Paper AS-TuP9
Characterization of Ceramic Materials using Electron, Ion, X-ray, and Optical Techniques

Tuesday, October 16, 2007, 6:00 pm, Room 4C

Ceramic materials are widely used because of their hardness, thermal stability, and electrical properties. However, these characteristics also present issues when it comes to processing. Powder pressing is commonly used, but due to the variability in powder sizes and structures, reproducibility is difficult. Therefore, fundamental understanding of interfaces and surfaces is critical to modeling efforts. Our group uses thin film experiments to gain insight into basic mechanisms, which can then be applied to more complicated systems. We are focusing on aluminum and hafnium-based materials. Al₂O₃ is used extensively today because of its low cost and excellent protective properties. Chemical vapor deposition of Al₂O₃ typically includes trimethylaluminum (TMA), a dangerous pyrophoric compound.
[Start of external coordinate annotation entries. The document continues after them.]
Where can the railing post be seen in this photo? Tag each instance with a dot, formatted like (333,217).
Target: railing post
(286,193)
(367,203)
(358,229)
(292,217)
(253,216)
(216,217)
Dimethylaluminum isopropoxide (DMAI) is an alternative precursor that displays the same high vapor pressure that makes TMA desirable, but also shows stability as a liquid in ambient conditions. Hafnium oxide materials have received recent emphasis as high-κ replacements of silicon dioxide in CMOS devices. In addition, the borides and carbides of hafnium also can be used in high temperature applications such as hypersonic flight and atmospheric re-entry. In this work, we provide examples of how Auger electron spectroscopy, Rutherford backscattering spectrometry, time-of-flight medium energy backscattering spectrometry, X-ray photoelectron spectroscopy, and spectroscopic ellipsometry have been used to characterize these ceramics.